Shares of Walt Disney Co. closed at their lowest level in nearly nine years Thursday, and even there they may not be cheap.
The media conglomerate’s stock remains under pressure amid a host of challenges, and KeyBanc Capital Markets analyst Brandon Nispel still views it as expensive relative to peers, despite a selloff that has taken the share price down 59% from Disney’s DIS, +1.08% all-time closing high established in early 2021.

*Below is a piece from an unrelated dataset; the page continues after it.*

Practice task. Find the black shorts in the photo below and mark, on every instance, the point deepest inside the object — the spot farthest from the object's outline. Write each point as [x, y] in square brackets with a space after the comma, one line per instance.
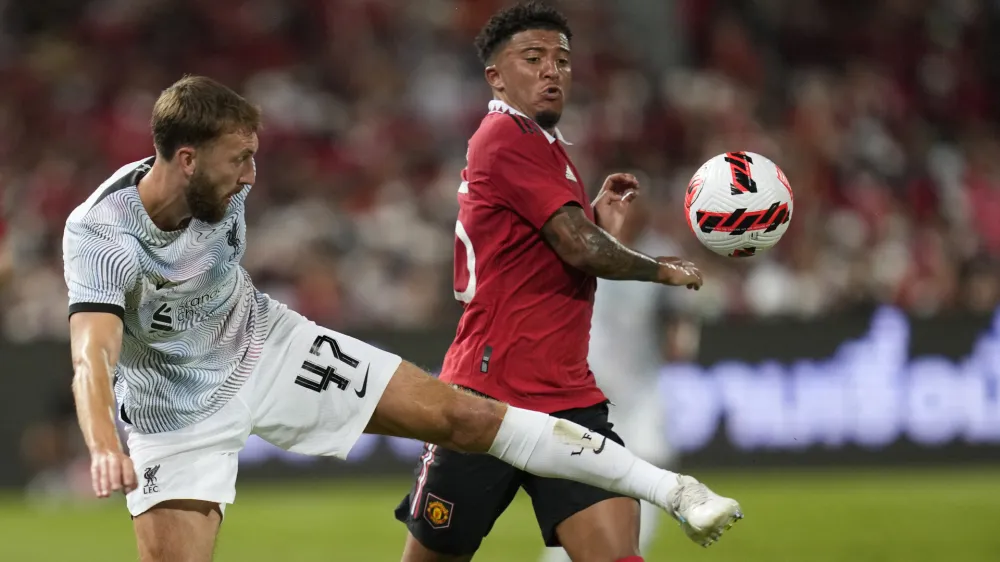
[458, 496]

“From our point of view, Disney has problems across just about every one of its businesses,” Nispel told MarketWatch. These include a declining linear-TV business, a complicated shift toward streaming, an underperforming studios unit and a comedown for the parks business as the initial period of postpandemic exuberance wanes.
See also: Disney may be near a ‘turning point’ — for better or worse
Disney’s troubles in linear television and streaming go hand in hand. Pay-TV subscribers are declining at a 6% to 7% rate, weighing on advertising and affiliate revenue. Meanwhile, media companies bled dry their linear offerings in pursuit of streaming success, but the streaming business has been unprofitable, something companies are trying to reverse.